Aucun livre canadien n’a autant que ce roman éveillé l’attention du public. On le lit et le discute ; l’on défend ou l’on combat ses idées ; on se passionne pour ou contre ses théories. À ces enthousiasmes et à ces colères, on reconnaît qu’Alonié de Lestres a frappé juste. Seuls les ouvrages des maîtres ont cette fortune.
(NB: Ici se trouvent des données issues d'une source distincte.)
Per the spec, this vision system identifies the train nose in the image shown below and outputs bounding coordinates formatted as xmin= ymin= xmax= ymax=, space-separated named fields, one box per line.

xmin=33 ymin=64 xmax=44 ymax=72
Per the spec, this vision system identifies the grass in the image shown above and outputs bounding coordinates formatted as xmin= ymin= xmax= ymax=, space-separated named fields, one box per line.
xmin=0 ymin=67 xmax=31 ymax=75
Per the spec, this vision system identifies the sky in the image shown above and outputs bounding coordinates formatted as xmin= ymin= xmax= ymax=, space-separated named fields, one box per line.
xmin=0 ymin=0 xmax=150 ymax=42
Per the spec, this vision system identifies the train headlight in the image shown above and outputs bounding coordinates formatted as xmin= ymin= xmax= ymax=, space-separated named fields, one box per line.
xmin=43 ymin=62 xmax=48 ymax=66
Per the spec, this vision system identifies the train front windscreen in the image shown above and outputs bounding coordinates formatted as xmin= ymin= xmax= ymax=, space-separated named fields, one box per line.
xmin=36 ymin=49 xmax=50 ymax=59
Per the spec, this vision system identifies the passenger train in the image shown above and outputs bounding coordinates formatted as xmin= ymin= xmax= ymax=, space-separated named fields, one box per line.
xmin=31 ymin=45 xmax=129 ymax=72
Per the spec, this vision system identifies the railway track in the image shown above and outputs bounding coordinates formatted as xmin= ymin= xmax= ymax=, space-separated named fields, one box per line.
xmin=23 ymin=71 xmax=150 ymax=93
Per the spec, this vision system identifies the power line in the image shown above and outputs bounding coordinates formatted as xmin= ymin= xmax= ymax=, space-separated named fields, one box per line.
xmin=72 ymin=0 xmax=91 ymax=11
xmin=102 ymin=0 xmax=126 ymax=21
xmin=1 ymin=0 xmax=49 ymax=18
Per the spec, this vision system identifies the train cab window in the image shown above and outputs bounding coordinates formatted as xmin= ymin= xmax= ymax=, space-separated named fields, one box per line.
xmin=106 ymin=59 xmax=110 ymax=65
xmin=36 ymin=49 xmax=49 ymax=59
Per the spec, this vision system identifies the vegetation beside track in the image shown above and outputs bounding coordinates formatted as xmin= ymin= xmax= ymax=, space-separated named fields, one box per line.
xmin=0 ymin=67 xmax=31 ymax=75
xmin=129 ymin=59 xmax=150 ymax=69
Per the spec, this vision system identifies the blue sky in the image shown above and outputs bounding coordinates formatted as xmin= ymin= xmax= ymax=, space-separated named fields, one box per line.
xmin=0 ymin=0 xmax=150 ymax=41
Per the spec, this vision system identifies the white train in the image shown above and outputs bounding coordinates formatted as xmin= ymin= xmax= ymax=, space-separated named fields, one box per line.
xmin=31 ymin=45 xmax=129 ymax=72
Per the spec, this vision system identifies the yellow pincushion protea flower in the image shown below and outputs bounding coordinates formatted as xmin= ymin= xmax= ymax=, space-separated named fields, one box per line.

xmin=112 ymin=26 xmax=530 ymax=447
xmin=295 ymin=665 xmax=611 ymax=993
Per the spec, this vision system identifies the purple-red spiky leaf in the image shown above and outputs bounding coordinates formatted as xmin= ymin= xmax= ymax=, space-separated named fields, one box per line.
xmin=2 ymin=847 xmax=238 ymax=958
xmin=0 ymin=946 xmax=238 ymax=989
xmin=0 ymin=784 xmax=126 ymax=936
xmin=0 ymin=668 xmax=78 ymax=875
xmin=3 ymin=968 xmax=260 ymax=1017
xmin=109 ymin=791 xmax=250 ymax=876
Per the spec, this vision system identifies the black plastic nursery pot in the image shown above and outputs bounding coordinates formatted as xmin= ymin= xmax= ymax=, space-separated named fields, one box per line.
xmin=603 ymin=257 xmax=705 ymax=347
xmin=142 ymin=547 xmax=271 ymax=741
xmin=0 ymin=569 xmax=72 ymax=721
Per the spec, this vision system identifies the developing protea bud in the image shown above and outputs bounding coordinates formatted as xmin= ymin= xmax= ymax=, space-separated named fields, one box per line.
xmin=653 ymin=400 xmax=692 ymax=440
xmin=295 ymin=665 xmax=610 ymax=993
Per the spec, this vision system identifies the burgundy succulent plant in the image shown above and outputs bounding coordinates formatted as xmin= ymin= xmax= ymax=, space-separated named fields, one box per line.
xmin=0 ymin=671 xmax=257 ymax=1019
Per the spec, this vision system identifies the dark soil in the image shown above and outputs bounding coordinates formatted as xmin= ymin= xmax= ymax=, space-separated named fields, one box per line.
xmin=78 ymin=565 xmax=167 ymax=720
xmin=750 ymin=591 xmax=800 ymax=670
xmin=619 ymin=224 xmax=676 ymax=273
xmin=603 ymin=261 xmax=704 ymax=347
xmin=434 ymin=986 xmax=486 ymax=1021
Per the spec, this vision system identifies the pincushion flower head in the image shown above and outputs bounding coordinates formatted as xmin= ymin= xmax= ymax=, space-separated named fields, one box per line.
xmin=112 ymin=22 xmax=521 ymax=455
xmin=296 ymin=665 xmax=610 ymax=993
Dès le 23 septembre précédent, encore dans Le Devoir, Antonio Perrault avait publié du roman, une étude pénétrante. Il confessait l’effet profond qu’il en avait ressenti à la première lecture :

Mais c’est moins l’auteur que le livre que je veux aujourd’hui signaler. La forte émotion que me fit cette lecture me pousse à le faire connaître, à prier surtout nos jeunes hommes de se donner ce tonique intellectuel et moral.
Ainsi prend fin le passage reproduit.